Aun así, el debate nacional no está cerrado. El Gobierno se ha comprometido en distintas ocasiones a extender la protección laboral en plataformas digitales más allá de los repartidores, aunque todavía no ha iniciado ese proceso dentro del diálogo social.
Un convenio para seguir el ritmo de la tecnología
La negociación del texto ha recaído en la Comisión sobre el Trabajo Decente en la Economía de Plataformas. Su presidente, Colin Jordan, ministro de Trabajo y Seguridad Social de Barbados, defendió durante el proceso que la OIT debía responder a una transformación tecnológica que avanza con más rapidez que otras revoluciones económicas anteriores.
Desde la organización también se ha subrayado que el convenio busca llevar derechos y beneficios a personas que no siempre están cubiertas por una relación laboral formal. La correcta clasificación de la relación laboral aparece como uno de los grandes retos, especialmente en un mercado digital donde abundan fórmulas de contratación poco claras.
La directora del Departamento de Condiciones de Trabajo e Igualdad de la OIT, Sukti Dasgupta, apuntó que todavía es pronto para saber cuántos países ratificarán el convenio o si lo harán grandes potencias tecnológicas como Estados Unidos o China.
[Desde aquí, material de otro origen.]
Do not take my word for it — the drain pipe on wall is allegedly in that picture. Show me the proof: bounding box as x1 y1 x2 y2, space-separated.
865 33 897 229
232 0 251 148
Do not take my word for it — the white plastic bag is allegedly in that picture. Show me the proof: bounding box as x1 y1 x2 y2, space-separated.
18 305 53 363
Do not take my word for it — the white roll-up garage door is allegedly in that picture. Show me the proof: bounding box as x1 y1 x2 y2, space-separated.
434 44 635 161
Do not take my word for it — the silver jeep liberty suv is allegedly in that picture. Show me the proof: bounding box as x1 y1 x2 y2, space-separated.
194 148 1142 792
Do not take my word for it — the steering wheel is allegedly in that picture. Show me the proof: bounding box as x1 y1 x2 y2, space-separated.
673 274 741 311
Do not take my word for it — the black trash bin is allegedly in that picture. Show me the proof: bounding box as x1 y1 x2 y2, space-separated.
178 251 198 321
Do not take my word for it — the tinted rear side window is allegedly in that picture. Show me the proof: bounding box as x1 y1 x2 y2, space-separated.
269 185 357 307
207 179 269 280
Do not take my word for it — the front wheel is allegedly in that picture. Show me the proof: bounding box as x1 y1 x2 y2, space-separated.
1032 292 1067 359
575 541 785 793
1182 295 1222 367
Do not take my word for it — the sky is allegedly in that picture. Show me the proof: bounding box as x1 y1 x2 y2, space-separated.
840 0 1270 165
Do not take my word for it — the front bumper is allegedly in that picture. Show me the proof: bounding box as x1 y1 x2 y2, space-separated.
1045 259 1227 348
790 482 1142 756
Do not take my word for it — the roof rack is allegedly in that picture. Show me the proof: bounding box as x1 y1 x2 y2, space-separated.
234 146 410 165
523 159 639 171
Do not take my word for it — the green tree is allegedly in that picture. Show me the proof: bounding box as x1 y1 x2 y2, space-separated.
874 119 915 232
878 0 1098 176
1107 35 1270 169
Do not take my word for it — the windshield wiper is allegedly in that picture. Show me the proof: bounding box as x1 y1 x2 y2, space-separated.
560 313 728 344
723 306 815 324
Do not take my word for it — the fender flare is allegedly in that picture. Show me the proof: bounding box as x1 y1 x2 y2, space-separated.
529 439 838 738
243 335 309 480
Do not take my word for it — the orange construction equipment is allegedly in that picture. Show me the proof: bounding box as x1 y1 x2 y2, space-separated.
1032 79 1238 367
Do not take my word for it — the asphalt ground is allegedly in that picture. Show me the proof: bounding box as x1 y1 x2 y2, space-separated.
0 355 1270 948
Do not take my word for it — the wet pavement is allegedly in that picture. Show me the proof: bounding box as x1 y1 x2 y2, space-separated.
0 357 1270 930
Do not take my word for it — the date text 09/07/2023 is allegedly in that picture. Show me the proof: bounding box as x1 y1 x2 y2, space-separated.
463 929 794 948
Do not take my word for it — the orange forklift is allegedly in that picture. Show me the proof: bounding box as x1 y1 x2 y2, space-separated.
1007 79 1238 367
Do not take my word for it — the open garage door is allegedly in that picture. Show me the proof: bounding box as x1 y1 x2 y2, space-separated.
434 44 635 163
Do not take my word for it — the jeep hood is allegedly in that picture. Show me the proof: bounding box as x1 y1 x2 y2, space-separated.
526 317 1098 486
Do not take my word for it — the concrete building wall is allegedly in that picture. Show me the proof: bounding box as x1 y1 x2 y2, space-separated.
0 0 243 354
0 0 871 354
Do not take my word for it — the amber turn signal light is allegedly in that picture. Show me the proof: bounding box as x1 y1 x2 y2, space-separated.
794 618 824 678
La organización espera alcanzar las dos ratificaciones necesarias para activar su puesta en marcha.
La aprobación del convenio marca un punto de inflexión para las plataformas digitales. No resuelve por sí sola todos los conflictos laborales del sector, pero fija una referencia internacional en un terreno donde la tecnología ha avanzado mucho más rápido que la regulación.